For a nontrivial multi-objective optimization problem, no single solution exists that simultaneously optimizes each objective. In that case, the objective functions are said to be conflicting, and there exists a (possibly infinite) number of Pareto optimal solutions. A solution is called nondominated, Pareto optimal, Pareto efficient or noninferior, if none of the objective functions can be improved in value without degrading some of the other objective values. Without additional subjective preference information, all Pareto optimal solutions are considered equally good (as vectors cannot be ordered completely). Researchers study multi-objective optimization problems from different viewpoints and, thus, there exist different solution philosophies and goals when setting and solving them.
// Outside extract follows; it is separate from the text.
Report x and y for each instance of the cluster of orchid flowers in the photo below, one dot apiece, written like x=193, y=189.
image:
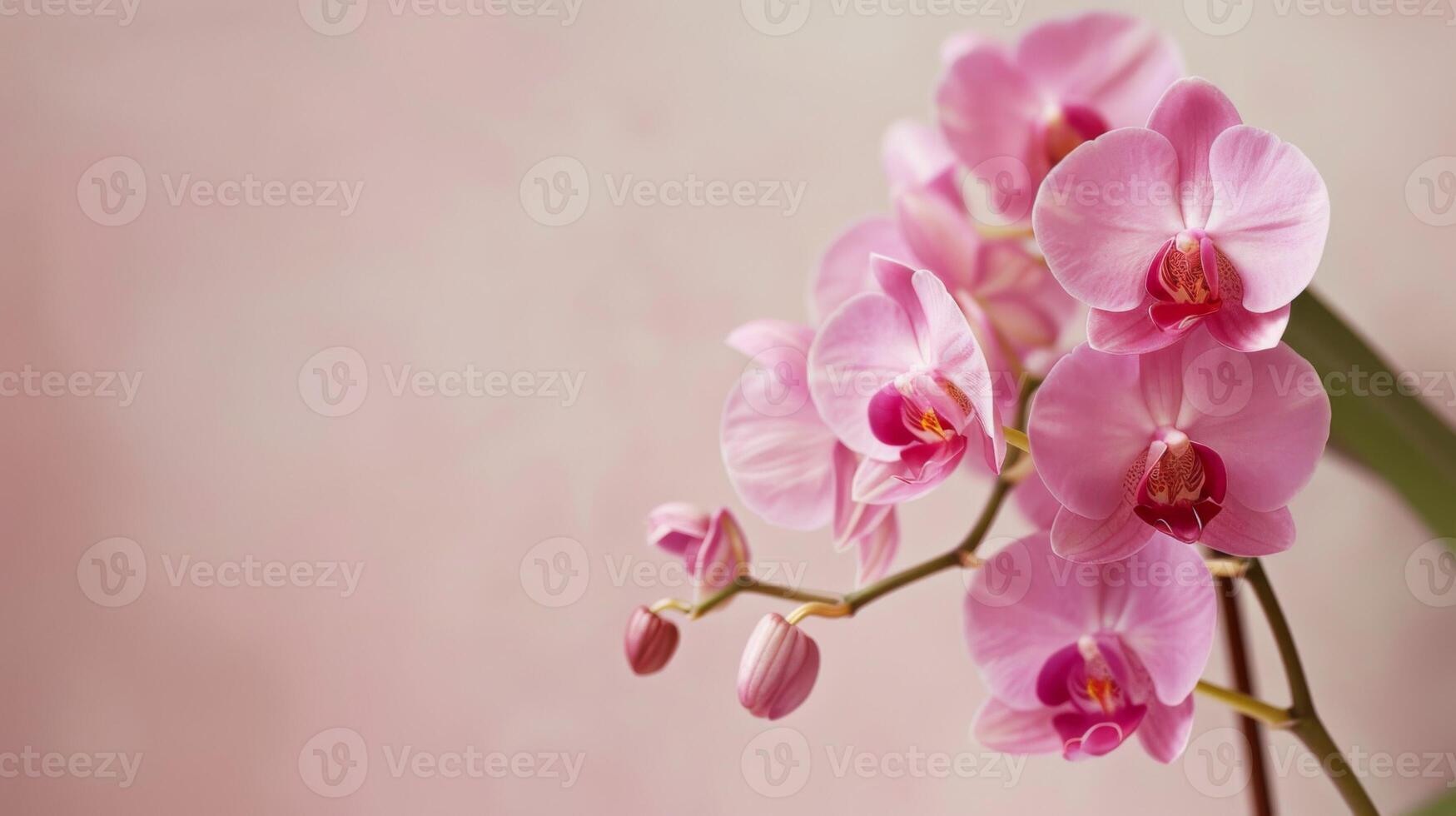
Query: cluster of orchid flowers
x=1123, y=192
The goal may be to find a representative set of Pareto optimal solutions, and/or quantify the trade-offs in satisfying the different objectives, and/or finding a single solution that satisfies the subjective preferences of a human decision maker (DM).
- Multi-objective optimization (also known as multi-objective programming, vector optimization, multicriteria optimization, multiattribute optimization or Pareto optimization) is an area of multiple criteria decision making, that is concerned with mathematical optimization problems involving more than one objective function to be optimized simultaneously. Multi-objective optimization has been applied in many fields of science, including engineering, economics and logistics where optimal decisions need to be taken in the presence of trade-offs between two or more conflicting objectives. Minimizing cost while maximizing comfort while buying a car, and maximizing performance whilst minimizing fuel consumption and emission of pollutants of a vehicle are examples of multi-objective optimization problems involving two and three objectives, respectively. In practical problems, there can be more than three objectives.
2012
- (Rodriguez et al., 2012) ⇒ Mario Rodriguez, Christian Posse, and Ethan Zhang. (2012). “Multiple Objective Optimization in Recommender Systems.” In: Proceedings of the sixth ACM conference on Recommender systems. ISBN:978-1-4503-1270-7 doi:10.1145/2365952.2365961
2011
- (Sammut & Webb, 2011) ⇒ Claude Sammut, and Geoffrey I. Webb. (2011). “Multi-Objective Optimization.” In: (Sammut & Webb, 2011) p.710
- QUOTE: Definition - Multi-criteria optimization is concerned with the optimization of a vector of objectives, which can be the subject of a number of constraints or bounds. The goal of multi-objective optimization is usually to find or to approximate the set of Pareto-optimal solutions. A solution is Pareto-optimal if it cannot be improved in one objective without getting worse in another one.
2004
- (Marler & Arora, 2004) ⇒ Marler, R. T., & Arora, J. S. (2004). Survey of multi-objective optimization methods for engineering. Structural and multidisciplinary optimization, 26(6), 369-395, DOI:10.1007/s00158-003-0368-6.
- ABSTRACT: A survey of current continuous nonlinear multi-objective optimization (MOO) concepts and methods is presented. It consolidates and relates seemingly different terminology and methods. The methods are divided into three major categories: methods with a priori articulation of preferences, methods with a posteriori articulation of preferences, and methods with no articulation of preferences. Genetic algorithms are surveyed as well. Commentary is provided on three fronts, concerning the advantages and pitfalls of individual methods, the different classes of methods, and the field of MOO as a whole. The Characteristics of the most significant methods are summarized. Conclusions are drawn that reflect often-neglected ideas and applicability to engineering problems. It is found that no single approach is superior. Rather, the selection of a specific method depends on the type of information that is provided in the problem, the user’s preferences, the solution requirements, and the availability of software.